Amendement n° 1406 — APRÈS L'ARTICLE 20, insérer l'article suivant:
Dispositif
Après le deuxième alinéa de l’article L. 162‑59 du code de la sécurité sociale, il est inséré un alinéa ainsi rédigé :
« L’inscription de produits contenant des substances contaminantes et cancérogènes, mutagènes, reprotoxiques ou perturbateurs avérés ou suspectés, est interdite. »
Exposé sommaire
Par cet amendement, les député.es membres du groupe LFI-NFP proposent l'interdiction de substances contaminantes et cancérogènes, mutagènes, reprotoxiques ou perturbateurs avérés ou suspectés dans les protections périodiques réutilisables prises en charge.
L'association 60 millions de consommateurs, dans son essai comparatif publié en septembre 2023, relève la présence de ces contaminants dans 24 produits testés. Certes présents à des seuils inférieurs à ceux que l'Anses retient pour caractériser un risque majeur de la santé, cela ne saurait suffire à rejeter l'éventualité d'un encadrement légal de la présence de ces contaminants tant les connaissances en matière d'exposition à ces contaminants par les muqueuses sont lacunaires, mais aussi tant ces études ne prennent pas en compte l'impact d'une une pluri-exposition à ces contaminants, et ce sur plusieurs dizaines d'années.
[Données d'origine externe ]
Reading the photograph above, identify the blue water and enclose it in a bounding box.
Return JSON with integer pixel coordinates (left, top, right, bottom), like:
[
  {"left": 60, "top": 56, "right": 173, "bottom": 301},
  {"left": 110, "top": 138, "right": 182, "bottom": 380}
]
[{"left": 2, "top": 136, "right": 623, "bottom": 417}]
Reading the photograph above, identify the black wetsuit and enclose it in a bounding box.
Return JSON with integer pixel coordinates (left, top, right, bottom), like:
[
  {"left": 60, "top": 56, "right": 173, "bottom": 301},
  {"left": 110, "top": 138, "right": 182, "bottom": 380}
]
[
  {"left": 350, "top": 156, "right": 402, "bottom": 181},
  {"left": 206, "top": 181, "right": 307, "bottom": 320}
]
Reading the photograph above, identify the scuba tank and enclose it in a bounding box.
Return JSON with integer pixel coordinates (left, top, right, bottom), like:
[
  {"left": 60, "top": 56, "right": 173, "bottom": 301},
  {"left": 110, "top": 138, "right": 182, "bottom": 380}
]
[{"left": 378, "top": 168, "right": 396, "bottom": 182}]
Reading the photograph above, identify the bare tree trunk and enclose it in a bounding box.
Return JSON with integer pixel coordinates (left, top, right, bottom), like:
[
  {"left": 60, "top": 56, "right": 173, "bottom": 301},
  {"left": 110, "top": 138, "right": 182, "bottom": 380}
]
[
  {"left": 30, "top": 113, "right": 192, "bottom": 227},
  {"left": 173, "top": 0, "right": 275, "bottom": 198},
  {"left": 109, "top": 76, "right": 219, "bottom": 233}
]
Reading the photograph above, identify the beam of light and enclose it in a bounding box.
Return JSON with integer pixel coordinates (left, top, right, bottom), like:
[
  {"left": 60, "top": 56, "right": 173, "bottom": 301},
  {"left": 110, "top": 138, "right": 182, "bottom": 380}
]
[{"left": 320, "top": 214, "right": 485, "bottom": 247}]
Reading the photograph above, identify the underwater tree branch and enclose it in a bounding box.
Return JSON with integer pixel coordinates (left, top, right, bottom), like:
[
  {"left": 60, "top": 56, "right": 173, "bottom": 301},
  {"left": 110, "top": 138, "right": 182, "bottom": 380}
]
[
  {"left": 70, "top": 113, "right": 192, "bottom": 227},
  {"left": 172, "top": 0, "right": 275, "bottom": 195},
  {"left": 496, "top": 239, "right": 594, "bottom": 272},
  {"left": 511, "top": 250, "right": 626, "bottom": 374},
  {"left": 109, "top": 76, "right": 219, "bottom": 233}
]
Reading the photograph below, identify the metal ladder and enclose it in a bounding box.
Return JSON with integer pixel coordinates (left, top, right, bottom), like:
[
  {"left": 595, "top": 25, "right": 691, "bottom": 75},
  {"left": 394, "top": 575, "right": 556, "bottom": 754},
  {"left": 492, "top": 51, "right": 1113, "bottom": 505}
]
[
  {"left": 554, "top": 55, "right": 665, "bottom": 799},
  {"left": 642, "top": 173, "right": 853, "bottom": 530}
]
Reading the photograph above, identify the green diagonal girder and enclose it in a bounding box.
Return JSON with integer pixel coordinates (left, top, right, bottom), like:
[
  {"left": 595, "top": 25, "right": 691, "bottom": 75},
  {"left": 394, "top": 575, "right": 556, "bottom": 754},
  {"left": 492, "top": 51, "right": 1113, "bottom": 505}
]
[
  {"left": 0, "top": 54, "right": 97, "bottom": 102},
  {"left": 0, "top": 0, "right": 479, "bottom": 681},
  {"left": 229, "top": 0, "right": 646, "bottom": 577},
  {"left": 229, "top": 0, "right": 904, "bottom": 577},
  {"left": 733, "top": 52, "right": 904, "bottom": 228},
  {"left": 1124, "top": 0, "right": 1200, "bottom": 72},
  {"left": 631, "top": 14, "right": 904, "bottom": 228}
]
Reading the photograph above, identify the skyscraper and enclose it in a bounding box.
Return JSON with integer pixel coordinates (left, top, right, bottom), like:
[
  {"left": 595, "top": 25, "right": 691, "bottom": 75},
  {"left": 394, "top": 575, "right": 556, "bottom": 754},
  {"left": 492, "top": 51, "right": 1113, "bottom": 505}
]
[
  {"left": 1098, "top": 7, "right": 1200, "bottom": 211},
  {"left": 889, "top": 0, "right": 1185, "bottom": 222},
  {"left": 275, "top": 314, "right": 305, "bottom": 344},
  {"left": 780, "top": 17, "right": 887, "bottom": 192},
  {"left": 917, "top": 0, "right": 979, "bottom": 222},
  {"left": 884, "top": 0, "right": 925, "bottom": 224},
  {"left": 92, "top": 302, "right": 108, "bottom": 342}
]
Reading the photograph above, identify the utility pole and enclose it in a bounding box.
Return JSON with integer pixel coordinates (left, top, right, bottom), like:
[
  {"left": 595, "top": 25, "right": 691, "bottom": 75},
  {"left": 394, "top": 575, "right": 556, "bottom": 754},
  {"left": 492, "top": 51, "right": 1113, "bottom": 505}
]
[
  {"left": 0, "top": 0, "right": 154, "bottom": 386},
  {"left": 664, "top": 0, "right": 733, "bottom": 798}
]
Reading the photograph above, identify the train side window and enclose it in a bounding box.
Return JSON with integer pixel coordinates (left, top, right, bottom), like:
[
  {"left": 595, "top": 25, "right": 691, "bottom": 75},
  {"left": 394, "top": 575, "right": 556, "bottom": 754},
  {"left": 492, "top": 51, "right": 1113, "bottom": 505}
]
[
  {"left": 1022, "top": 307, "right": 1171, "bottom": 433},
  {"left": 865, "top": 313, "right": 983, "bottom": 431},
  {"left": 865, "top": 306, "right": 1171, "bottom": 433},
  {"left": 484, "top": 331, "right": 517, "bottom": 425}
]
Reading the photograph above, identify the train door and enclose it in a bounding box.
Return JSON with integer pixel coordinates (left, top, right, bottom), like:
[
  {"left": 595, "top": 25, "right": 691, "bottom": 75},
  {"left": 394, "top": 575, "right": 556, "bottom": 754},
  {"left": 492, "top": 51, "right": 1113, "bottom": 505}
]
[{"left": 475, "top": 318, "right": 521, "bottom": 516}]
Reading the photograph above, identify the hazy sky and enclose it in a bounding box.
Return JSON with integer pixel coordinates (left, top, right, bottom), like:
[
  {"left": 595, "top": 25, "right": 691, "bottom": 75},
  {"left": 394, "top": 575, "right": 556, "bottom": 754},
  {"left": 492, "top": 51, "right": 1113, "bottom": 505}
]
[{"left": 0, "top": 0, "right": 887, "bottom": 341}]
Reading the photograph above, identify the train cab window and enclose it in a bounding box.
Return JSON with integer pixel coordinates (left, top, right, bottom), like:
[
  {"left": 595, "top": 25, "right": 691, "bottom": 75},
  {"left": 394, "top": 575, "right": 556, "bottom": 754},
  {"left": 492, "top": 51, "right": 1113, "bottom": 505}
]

Les protections réutilisables, et notamment les culottes menstruelles, ne sont pas épargnées et contiennent des substances perfluoroalkyliques et polyfluoroalkyliques, ou PFAS. Composés chimiques synthétiques organofluorés à stabilité chimique et thermique élevée, ils sont surnommés les "polluants éternels".
En conséquence, il convient d'appliquer un principe de responsabilité ou de précaution et d'interdire purement et simplement la présence de substances contaminantes et cancérogènes, mutagènes, reprotoxiques ou perturbateurs avérés ou suspectés dans les protections périodiques réutilisables prises en charge. Tel est la visée de cet amendement proposé par les député.es membres du groupe LFI-NFP.